In support of these functional studies, we have also shown that FDA-approved antibiotics can be used to effectively target mitochondria in CSCs [15-21]. Because mitochondria evolved from aerobic bacteria, over a period >1.5 billion years, certain types of antibiotics functionally inhibit mitochondrial biogenesis, as a manageable side-effect. In this context, tetracycline antibiotics, such as Doxycycline, appeared to be the most promising. For example, Doxcycline effectively eradicates CSCs in 12 different cell lines, representing 8 different cancer types, as well as in primary tissue samples derived from patients with advanced metastatic disease (collected from pleural effusions or ascites fluid) [15,16].
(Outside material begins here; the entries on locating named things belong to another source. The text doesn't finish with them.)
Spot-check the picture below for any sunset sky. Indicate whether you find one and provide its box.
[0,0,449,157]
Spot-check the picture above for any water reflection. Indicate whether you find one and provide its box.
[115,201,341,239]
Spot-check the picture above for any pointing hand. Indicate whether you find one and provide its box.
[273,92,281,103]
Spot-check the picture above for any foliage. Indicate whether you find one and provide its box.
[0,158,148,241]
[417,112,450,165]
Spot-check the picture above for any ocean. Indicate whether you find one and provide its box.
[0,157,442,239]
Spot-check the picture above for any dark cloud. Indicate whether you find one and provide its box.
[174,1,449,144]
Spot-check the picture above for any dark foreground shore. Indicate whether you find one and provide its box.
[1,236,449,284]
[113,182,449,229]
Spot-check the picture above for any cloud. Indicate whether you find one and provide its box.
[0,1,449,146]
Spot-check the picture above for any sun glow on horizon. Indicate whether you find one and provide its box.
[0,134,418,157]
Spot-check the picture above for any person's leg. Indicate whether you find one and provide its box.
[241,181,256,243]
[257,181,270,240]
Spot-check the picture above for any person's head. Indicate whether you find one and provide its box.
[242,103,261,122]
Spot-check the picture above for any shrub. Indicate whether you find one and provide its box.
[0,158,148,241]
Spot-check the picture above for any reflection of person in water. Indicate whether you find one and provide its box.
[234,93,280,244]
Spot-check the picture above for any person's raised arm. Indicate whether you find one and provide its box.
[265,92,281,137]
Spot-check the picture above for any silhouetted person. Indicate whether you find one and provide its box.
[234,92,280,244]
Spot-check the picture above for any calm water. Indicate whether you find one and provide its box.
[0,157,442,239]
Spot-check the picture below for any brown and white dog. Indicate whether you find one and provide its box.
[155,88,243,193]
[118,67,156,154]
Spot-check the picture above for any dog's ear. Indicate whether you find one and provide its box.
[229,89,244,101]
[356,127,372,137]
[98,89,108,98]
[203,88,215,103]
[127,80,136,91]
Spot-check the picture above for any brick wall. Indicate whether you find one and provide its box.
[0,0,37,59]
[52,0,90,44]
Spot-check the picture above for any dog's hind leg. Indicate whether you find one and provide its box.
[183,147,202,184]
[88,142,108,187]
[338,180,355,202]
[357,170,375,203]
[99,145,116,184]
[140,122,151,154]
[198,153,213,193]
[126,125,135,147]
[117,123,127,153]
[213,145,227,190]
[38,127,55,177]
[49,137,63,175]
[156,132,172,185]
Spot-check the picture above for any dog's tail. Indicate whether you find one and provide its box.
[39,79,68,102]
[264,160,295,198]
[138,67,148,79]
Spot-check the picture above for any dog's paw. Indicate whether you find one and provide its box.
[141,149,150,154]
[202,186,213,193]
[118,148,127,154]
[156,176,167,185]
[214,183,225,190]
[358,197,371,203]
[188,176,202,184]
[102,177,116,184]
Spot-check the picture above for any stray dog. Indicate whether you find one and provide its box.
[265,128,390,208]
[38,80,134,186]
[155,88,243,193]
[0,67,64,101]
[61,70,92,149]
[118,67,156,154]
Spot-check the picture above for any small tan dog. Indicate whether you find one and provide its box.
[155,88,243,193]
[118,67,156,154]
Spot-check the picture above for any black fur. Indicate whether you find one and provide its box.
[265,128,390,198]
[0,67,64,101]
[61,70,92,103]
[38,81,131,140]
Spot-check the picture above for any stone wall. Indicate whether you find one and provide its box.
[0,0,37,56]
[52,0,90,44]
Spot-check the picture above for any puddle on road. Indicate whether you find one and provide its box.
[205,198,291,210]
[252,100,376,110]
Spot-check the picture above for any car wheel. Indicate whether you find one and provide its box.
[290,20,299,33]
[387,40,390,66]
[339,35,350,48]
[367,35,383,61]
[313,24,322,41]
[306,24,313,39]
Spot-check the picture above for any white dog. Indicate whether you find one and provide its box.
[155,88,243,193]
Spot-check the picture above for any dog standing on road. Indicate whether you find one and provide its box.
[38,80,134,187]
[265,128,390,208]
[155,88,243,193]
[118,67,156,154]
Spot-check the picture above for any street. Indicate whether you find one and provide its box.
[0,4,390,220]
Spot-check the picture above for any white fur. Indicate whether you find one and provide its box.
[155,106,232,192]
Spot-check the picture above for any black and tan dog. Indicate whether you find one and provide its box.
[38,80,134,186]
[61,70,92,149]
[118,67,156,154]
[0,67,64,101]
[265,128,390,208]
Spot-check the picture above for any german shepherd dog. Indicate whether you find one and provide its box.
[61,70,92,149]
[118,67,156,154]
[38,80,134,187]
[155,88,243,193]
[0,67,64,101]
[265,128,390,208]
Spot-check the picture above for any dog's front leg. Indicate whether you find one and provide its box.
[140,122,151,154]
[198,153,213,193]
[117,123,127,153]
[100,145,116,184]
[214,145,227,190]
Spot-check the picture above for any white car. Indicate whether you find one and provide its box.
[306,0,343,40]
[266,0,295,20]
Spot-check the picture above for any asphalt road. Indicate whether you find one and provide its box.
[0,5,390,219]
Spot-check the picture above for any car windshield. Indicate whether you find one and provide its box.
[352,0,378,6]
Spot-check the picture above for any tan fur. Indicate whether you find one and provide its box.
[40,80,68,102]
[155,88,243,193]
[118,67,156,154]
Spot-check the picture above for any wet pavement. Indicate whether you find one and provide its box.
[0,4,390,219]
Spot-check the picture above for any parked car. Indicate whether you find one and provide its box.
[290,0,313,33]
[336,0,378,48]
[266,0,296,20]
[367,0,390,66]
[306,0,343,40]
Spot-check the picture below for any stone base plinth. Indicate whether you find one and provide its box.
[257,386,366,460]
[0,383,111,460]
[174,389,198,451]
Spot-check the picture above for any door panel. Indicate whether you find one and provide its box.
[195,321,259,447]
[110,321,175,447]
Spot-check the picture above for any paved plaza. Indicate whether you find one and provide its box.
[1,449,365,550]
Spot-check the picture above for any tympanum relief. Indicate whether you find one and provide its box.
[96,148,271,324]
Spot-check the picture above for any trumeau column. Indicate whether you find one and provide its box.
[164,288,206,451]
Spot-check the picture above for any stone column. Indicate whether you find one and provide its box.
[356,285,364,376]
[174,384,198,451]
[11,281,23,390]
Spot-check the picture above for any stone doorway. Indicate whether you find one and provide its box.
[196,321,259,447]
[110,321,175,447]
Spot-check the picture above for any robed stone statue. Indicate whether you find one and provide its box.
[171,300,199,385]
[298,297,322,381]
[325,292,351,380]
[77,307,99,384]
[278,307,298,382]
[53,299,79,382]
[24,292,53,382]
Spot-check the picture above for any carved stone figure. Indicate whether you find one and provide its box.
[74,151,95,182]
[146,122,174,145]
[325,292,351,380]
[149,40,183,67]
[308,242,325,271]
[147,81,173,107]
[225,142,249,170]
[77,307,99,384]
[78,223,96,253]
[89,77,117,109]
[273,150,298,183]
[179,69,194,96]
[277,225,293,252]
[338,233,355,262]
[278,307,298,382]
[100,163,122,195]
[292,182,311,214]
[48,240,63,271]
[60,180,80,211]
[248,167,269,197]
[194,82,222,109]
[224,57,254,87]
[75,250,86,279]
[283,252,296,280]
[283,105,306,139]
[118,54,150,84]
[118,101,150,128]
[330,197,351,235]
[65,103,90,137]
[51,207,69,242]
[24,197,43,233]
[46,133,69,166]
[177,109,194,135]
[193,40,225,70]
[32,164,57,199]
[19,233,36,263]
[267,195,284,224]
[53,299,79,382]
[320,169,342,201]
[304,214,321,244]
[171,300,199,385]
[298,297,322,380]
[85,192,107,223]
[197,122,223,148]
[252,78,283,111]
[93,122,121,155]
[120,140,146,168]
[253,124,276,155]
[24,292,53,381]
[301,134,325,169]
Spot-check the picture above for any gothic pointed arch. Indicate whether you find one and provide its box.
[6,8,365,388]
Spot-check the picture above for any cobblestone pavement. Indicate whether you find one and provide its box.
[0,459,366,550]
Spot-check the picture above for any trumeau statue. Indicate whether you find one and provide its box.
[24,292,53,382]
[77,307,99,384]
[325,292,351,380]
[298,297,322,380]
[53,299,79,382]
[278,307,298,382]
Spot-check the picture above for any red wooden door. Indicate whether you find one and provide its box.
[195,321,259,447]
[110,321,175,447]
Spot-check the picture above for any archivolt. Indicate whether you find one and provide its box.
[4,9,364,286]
Interestingly, these functional observations could mechanistically explain the high prognostic value of mitochondrial markers in predicting progression and survival in gastric cancer patients. Patients with high levels of mitochondrial markers may have increased levels of CSCs (Figure 9). As a result, these mitochondrial biomarkers could also be used as companion diagnostics, to identify which gastric cancer patients would benefit most from anti-cancer therapy with Doxycycline (or perhaps with other inhibitors of mitochondrial biogenesis and/or drugs metabolically targeting respiratory function, such as Metformin).

METHOD OF ANALYSIS

Kaplan-Meier (K-M) Analyses. To perform K-M analysis on nuclear mitochondrial gene transcripts, we used an open-access, online survival, data analysis tool to interrogate publically available microarray data from up to 1,065 gastric cancer patients [10]. This allowed us to determine their overall prognostic value. For this purpose, we primarily analyzed 5-year follow-up data from gastric cancer patients (N = 359). Biased array data were excluded from the analysis. This allowed us to identify ∼75 nuclear mitochondrial gene probes, with significant prognostic value. Hazard-ratios for time to first progression (FP) and overall survival (OS) were calculated, at the best auto-selected cut-off, and p-values were calculated using the logrank test and plotted in R. K-M curves were also generated online using the K-M-plotter (as high-resolution TIFF files) [10], using univariate analysis:

http://kmplot.com/analysis/index.php?p=service&cancer=gastric

This allowed us to directly perform in silico validation of these mitochondrial biomarker candidates.